Pero también -y tal vez ante todo- del abandono del mundo rural por parte de
los partidos y del conjunto de gobiernos que han venido sucediéndose desde
1981, así como por parte de toda una franja de la población (la de las “clases
medias educadas” -por decirlo rápido- y de los intelectuales, de aquellos que
-ante todo- disponen de un capital cultural, de aquellos que, en un momento de
su vida o durante toda su vida, han tenido tiempo de leer).
Sé
que la alternativa que nos proponen hoy (entre el gobierno de las finanzas o el
fascismo) es una forma particularmente viciada, particularmente perversa, de
reconducción de aquel pacto que se hizo durante los primeros años del gobierno
socialista (hacia 1983) entre esa mismísimas clases medias, los profesionales
liberales y la patronal. A costa de los que no poseen capital y, en particular,
capital cultural.
Sé
que, rompiendo con toda una parte del movimiento que siguió al Mayo del 68, la
mayoría aplastante de los intelectuales “de izquierda”, en un momento crucial,
tomó el partido de -o decidió- retirarse del juego, abandonar la construcción
de solidaridades entre las clases, la organización de transferencias o
intercambios recíprocos de saber. Esas transferencias e intercambios que
permiten construir luchas que tejen prácticas obreras o campesinas y saber
libresco, teoría, reflexión colectiva, que permiten crear espacios para un
discurso y una experiencia política en común entre la fábrica, el campo y la
universidad. Sí, la mayoría aplastante de los intelectuales “de izquierda”, en
un momento crucial, tomó el partido de -o decidió- dejar de hacer conexiones y
vínculos entre clases populares y clases que pasaban por la universidad (y esto
tanto vale para el mundo de la producción industrial como para el mundo rural,
pero también, y de modo más agudo cada día, para la solidaridad práctica con
los migrantes).
Sé
que la reconducción de aquel pacto marcado por el egoísmo burgués más cerrado ya
no puede presumir hoy, si es que un día lo pudo, de la garantía moral que le
aportaba supuestamente esa conminación de “todos juntos contra el fascismo”. En
primer lugar, porque la izquierda de gobierno ha convertido el antirracismo en
el trapo de sus oportunismos y de sus traiciones. En segundo lugar, porque
ninguna reflexión social profunda acompañó nunca ningún “arrebato republicano”.
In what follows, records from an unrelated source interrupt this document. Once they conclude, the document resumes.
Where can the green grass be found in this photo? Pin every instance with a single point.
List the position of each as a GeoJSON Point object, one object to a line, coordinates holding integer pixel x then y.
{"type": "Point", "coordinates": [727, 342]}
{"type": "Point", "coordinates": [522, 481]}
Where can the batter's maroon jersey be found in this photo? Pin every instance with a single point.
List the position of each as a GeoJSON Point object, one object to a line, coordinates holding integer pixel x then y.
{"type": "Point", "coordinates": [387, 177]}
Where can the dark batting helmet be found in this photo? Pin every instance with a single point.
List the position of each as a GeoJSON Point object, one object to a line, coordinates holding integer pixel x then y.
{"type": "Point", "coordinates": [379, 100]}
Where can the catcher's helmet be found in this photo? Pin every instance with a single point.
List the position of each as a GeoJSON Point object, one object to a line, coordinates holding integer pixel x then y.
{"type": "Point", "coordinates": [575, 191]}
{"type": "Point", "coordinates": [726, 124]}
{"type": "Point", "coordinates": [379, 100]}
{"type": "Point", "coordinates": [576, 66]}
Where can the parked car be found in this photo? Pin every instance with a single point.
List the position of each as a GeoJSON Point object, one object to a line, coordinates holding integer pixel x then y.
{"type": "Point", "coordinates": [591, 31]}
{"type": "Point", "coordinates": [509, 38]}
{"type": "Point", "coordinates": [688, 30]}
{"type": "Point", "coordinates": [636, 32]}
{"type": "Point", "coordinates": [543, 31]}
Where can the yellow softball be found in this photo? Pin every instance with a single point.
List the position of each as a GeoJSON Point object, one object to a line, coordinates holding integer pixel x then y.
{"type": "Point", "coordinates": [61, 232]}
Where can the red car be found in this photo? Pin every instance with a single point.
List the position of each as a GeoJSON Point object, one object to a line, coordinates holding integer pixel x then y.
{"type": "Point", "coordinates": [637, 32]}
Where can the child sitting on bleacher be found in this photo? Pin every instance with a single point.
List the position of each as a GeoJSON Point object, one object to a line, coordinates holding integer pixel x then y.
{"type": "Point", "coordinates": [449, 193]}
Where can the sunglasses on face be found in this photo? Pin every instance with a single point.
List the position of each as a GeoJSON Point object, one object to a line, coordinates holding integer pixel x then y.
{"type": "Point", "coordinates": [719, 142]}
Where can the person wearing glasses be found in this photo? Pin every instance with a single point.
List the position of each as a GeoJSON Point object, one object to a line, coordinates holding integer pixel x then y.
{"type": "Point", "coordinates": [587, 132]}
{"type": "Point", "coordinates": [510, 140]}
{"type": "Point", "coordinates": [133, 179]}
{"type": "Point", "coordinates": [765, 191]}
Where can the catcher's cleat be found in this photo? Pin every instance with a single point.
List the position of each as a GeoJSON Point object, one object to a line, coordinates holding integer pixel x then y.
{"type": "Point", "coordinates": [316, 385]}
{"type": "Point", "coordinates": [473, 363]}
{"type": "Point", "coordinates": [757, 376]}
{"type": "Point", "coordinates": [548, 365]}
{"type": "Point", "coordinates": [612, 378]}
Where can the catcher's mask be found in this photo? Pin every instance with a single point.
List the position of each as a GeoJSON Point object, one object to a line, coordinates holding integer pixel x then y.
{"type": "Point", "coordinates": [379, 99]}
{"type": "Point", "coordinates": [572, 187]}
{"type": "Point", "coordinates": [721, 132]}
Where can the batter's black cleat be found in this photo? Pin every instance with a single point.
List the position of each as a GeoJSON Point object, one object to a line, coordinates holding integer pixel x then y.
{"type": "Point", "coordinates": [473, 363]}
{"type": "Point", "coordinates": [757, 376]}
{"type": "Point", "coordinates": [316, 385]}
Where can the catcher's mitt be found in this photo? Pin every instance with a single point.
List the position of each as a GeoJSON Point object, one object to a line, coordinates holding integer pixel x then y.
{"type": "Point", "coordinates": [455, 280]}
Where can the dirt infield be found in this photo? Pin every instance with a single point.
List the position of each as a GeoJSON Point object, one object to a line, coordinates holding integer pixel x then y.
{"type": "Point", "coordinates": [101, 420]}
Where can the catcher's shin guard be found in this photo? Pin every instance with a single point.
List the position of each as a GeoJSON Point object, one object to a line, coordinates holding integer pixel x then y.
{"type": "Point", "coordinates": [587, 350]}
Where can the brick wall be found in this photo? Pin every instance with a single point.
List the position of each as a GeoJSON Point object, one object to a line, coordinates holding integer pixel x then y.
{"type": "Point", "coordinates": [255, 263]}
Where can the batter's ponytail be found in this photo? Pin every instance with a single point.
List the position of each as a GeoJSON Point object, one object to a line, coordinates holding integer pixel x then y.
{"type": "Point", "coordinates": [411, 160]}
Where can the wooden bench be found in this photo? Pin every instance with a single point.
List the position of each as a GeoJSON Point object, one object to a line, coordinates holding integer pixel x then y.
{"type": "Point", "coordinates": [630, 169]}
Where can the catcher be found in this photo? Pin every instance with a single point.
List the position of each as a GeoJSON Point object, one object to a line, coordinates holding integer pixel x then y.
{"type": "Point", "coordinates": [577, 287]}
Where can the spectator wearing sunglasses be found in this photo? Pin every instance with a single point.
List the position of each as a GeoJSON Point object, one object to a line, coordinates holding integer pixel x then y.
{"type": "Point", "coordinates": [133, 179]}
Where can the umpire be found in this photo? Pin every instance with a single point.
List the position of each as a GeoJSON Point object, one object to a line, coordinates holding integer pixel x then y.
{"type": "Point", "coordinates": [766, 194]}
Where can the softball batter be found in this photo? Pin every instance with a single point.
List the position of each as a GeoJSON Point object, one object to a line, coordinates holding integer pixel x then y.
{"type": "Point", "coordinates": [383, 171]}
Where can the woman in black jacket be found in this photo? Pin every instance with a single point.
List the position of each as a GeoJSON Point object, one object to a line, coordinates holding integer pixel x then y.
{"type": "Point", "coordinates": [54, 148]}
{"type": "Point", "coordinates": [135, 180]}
Al privarse de la más mínima reflexión verdadera sobre las causas sociales de
la ascensión de la extrema derecha, ese antirracismo (el de SOS Racisme y el de
las grandes manifestaciones unitarias de los años 90, pero no el de la hermosa
marcha por la igualdad de nuestra niñez) nunca ha sido más que un colador, una
criba que en el fondo no bloqueaba nada -y la prueba la tenemos hoy ante los
ojos, del modo más crítico, resonante y dramático que exista.
También
sé algo del racismo profundo que habita a la sociedad francesa desde hace
décadas. No debía yo tener ni 8 años cuando el portero de nuestro ILM (Edificio
de alquiler moderado) de la Place des Fêtes me amenazó un día con expulsarme hacia mi país “de una
patada en el culo” (y, sin duda, tal comentario me ha marcado de por vida). En
el edificio de la calle Docteur Potain donde crecimos mi hermano y yo, nuestros
amigos se llamaban Bichara, Céline, David, Samuel, Reda, Anne, Michel, Jérémy,
Karim, Éric, Basile, Lamine, Stratos, Frédéric, Moussa, Aïssatou, Heidi,
Patrick, Axel. Me acuerdo de los abusos policiales y de la palabra ratonnades [redadas
racistas contra la gente de origen/tipo magrebí/árabe, calificada de “raton”]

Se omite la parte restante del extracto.